Divórcio na pandemia: como amparar emocionalmente o filho pequeno
O isolamento social imposto pelo coronavírus intensificou a convivência e muitos casais decidiram que não querem mais continuar casados.
A pandemia causada pelo coronavírus mudou a rotina da maioria das pessoas no mundo inteiro e trouxe novos desafios e necessidade de adaptações. Quem divide a vida – a casa, os filhos, as contas – com outra pessoa, precisou muito mais do que encaixar a agenda.
O isolamento social intensificou a convivência, expôs problemas antigos e, em muitos casos, colocou os relacionamentos à prova.
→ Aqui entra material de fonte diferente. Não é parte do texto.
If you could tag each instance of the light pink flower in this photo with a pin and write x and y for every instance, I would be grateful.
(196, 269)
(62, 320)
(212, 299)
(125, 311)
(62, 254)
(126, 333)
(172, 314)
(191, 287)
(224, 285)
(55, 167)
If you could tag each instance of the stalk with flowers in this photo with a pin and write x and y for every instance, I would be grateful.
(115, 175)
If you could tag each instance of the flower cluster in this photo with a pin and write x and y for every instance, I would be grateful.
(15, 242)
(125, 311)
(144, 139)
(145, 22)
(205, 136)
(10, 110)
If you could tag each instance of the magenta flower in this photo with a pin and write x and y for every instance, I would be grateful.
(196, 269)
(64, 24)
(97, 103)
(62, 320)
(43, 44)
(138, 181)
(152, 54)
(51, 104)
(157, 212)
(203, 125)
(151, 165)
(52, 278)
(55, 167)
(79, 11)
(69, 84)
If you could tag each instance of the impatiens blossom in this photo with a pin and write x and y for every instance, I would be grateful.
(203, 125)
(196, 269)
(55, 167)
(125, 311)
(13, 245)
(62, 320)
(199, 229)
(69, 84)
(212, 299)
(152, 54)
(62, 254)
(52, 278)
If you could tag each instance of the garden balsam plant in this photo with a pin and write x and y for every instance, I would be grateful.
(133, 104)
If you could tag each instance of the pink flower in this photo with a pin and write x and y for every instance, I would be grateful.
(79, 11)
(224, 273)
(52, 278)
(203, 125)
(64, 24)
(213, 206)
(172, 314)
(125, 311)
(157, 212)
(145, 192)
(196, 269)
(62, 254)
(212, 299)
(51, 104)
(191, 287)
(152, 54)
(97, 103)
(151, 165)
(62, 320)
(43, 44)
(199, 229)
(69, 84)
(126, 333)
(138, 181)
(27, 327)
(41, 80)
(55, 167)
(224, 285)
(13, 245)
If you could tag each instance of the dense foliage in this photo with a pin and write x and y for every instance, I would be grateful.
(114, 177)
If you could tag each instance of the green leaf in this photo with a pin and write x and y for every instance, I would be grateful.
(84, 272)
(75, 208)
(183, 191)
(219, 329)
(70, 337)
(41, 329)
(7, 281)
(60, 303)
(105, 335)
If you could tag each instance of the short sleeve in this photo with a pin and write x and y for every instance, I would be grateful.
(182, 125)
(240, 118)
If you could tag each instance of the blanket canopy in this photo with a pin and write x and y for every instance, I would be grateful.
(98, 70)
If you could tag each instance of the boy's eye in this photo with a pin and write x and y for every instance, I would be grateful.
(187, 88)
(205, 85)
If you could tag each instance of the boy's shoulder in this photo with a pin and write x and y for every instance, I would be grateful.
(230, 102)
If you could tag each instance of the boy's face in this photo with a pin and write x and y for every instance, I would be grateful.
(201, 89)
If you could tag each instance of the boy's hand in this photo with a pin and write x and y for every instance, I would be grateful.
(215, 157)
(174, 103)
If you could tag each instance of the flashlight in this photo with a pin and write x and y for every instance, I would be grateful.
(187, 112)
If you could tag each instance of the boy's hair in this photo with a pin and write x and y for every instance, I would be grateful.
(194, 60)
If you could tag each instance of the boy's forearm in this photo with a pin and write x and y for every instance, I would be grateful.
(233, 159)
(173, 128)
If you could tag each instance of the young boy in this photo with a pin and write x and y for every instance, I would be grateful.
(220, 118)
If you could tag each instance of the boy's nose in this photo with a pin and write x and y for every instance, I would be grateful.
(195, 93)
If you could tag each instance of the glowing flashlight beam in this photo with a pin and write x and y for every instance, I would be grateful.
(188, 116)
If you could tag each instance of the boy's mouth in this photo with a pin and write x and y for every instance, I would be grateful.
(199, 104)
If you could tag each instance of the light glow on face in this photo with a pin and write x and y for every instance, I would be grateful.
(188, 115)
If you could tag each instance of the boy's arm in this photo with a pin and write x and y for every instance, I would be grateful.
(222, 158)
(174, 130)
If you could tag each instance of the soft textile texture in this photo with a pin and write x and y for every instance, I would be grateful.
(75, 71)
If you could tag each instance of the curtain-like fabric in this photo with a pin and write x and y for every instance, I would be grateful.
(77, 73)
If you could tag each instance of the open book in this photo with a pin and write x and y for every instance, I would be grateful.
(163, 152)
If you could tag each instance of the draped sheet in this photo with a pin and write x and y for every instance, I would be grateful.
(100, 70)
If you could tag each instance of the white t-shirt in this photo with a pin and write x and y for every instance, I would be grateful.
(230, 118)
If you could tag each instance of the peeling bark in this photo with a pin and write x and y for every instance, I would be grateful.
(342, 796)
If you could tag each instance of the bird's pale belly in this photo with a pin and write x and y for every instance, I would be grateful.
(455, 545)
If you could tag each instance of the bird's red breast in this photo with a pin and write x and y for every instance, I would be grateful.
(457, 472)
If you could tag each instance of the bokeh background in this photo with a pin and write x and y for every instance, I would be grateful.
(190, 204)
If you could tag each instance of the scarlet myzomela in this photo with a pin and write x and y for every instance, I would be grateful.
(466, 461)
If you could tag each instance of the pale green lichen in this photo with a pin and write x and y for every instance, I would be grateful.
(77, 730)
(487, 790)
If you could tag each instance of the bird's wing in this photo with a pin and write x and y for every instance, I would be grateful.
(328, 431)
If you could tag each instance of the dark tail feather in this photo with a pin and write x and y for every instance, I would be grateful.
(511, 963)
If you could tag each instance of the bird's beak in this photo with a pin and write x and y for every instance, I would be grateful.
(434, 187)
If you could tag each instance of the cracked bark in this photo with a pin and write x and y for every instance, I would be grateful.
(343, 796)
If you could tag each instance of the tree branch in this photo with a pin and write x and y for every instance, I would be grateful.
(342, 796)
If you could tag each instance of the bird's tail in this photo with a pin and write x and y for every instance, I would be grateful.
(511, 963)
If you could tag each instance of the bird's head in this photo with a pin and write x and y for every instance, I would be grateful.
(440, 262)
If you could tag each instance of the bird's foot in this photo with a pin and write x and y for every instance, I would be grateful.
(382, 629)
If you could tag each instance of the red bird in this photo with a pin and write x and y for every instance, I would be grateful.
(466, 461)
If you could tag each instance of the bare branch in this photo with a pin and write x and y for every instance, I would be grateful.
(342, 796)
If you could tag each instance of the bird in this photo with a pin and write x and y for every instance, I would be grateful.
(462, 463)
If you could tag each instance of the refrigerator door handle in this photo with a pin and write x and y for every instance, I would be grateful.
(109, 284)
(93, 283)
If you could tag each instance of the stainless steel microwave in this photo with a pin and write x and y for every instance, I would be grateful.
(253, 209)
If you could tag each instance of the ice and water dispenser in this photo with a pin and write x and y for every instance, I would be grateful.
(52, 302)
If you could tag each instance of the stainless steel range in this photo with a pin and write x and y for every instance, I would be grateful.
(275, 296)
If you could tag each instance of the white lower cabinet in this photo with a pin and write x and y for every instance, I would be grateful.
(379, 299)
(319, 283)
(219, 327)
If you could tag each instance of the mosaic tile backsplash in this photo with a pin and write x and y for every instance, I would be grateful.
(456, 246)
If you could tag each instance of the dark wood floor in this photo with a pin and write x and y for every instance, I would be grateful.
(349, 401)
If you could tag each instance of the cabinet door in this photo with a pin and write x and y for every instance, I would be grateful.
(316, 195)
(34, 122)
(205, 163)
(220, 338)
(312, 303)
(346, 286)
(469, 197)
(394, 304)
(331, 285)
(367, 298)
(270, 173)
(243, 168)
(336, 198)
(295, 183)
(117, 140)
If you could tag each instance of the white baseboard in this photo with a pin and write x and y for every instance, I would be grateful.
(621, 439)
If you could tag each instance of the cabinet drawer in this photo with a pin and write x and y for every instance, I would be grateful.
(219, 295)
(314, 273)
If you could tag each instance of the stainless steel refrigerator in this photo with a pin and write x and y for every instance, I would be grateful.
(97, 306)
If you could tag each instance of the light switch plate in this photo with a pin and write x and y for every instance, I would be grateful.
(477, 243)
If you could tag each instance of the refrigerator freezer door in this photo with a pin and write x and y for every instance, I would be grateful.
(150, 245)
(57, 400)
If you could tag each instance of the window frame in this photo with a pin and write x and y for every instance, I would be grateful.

Tanto que 29.985 casais se separaram nos cinco primeiros meses de 2021 contra 23.621 de janeiro a maio do ano passado, segundo os dados do Colégio Notarial do Brasil.
E quando a separação envolve filhos pequenos? Apesar de o número de divórcios (o rompimento legal e definitivo) ter diminuído – em 2020 foram 511.057 novos casos de divórcio no Poder Judiciário, enquanto em 2019 foram 534.463 novos processos ajuizados, de acordo com o Conselho Nacional de Justiça – a situação é ainda mais delicada.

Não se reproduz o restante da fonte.